It might be useful to prohibit the startup of parallel task from the frontend machine if a batch system is used. This will force all users to use the batch system in order to start their tasks. Otherwise it would be possible to circumvent the batch system by starting parallel task directly from the frontend machine.

The default is to allow the starting of parallel tasks from all nodes.

runJobs { true | yes | 1 | false | no | 0 }

If the argument is one of yes, true or 1, all nodes declared within a Node statement will allow to run processes of parallel tasks, unless otherwise stated.

If the argument is one of no, false or 0, ParaStation MPI will not start processes on these nodes.

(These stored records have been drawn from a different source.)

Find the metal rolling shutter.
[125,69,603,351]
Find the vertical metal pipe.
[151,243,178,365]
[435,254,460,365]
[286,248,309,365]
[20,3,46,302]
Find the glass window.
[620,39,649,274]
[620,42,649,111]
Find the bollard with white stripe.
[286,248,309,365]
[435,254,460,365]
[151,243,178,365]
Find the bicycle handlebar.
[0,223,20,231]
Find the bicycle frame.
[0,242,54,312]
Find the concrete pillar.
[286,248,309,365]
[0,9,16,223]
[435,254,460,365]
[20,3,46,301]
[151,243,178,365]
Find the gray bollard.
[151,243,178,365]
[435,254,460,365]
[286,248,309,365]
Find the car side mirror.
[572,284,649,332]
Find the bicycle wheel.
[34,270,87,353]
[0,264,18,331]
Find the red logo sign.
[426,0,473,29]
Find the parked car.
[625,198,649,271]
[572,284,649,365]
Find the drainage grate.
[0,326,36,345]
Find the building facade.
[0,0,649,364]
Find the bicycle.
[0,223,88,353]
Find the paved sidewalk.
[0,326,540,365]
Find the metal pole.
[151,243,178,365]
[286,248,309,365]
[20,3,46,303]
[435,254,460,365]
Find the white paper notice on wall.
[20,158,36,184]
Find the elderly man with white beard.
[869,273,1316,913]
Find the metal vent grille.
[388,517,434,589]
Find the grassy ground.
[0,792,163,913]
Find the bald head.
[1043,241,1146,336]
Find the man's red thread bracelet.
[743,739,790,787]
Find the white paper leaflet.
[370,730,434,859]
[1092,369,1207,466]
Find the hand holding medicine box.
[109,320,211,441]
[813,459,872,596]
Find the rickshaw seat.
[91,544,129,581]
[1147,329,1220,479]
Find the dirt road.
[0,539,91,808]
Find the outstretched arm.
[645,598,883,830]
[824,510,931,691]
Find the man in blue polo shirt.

It might be useful to prohibit the start of processes on a frontend machine since usually this machine is reserved for interactive work done by the users. If the execution of processes is forbidden on a distinct node, parallel tasks might be started from this node anyhow.

The default is to allow all nodes to run processes of parallel tasks.

Node[s] hostname id [HWType-entry] [starter-entry] [runJobs-entry] [env name value] [env { name value ... }]

Node[s] { {hostname id [HWType-entry] [starter-entry] [runJobs-entry] [env name value] [env { name value ... }] }... }

Node[s] $GENERATE from-to/step nodestr idstr [HWType-entry] [starter-entry] [runJobs-entry] [env name value] [env { name value ... }]

Define one or more nodes to be part of the ParaStation MPI cluster.

This is the first example of a parameter that supports the environment mode. This means there are two different notations to use this parameter. The first one may be used to define a single node, the second one will allow to register more than one node within a single command. It is a convenient form that prevents from typing the keyword once per entry again and again.

Each entry has to have at least two items, the hostname and the id. This will tell the ParaStation MPI system that the node called hostname will act as the physical node with ParaStation MPI ID id.

hostname is either a resolvable hostname or an IP address in dot notation (e.g. 192.168.1.17). Id is an integer number in the range from 0 to maximum number of nodes minus one.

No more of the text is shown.